In response to unexplained increased infection rates at our institution following spine surgery, a ten-step protocol was implemented: (1) preoperative glycemic management based on hemoglobin A1c (HbA1c); (2) skin site preoperative preparation with 2% chlorhexidine gluconate disposable cloths; (3) limit operating room traffic; (4) cut the number of personnel in the room to the minimum required; (5) absolutely no flash sterilization of equipment; (6) double-gloving with frequent changing of outer gloves; (7) local application of vancomycin powder; (8) re-dosing antibiotic every 4 h for prolonged procedures and extending postoperative coverage to 72 h for high-risk patients; (9) irrigation of subcutaneous tissue with diluted povidone-iodine solution after deep fascial closure; and (10) use of DuraPrep skin preparation at the end of a case before skin closure. Through an extensive literature review, the current data available for each of the ten steps was evaluated.

RESULTS

Use of vancomycin powder in surgical wounds, routine irrigation of surgical site, and frequent changing of surgical gloves are strongly supported by the literature. Preoperative skin preparation with chlorhexidine wipes is similarly supported. The majority of current literature supports control of HbA1c preoperatively to reduce risk of infection. Limiting the use of flash sterilization is supported, but has not been evaluated in spine-specific surgery. Limiting OR traffic and number of personnel in the OR are supported although without level 1 evidence. Prolonged use of antibiotics postoperatively is not supported by the literature. Intraoperative use of DuraPrep prior to skin closure is not yet explored.

CONCLUSION

The ten-step protocol defined herein has significantly helped in decreasing surgical site infection rate. Several of the steps have already been shown in the literature to have significant effect on infection rates. As several measures are required to prevent infection, instituting a standard protocol for all the described steps appears beneficial.

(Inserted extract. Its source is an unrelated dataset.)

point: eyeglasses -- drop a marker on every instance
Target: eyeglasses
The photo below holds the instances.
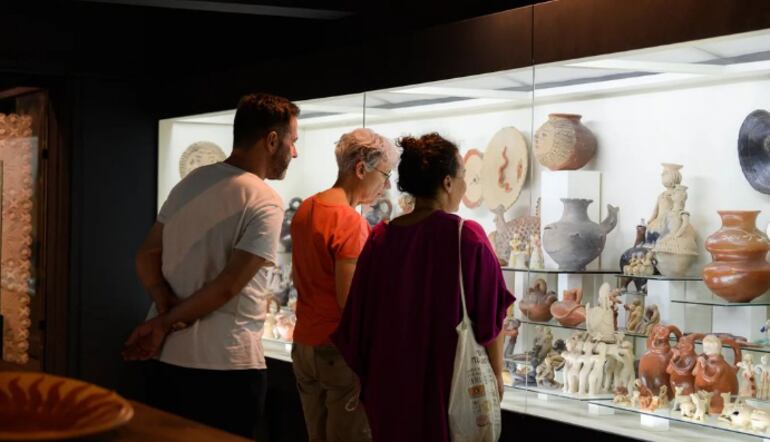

Keywords: Wound infections; Spine; Ten step protocol; Surgical site infections

Core tip: The rates of infection following spine surgery have been reported to range from less than 1% to 10.9% depending on the type of case. Several factors have been identified as risk for surgical site infection. In response to an increasing number of surgical site infections at the authors’ institution, a new surgical protocol was initiated in an effort to reduce infection rates after an intensive epidemiological investigation failed to reveal a common source. Institution of this bundle returned surgical site infection rates to historic level of < 1%.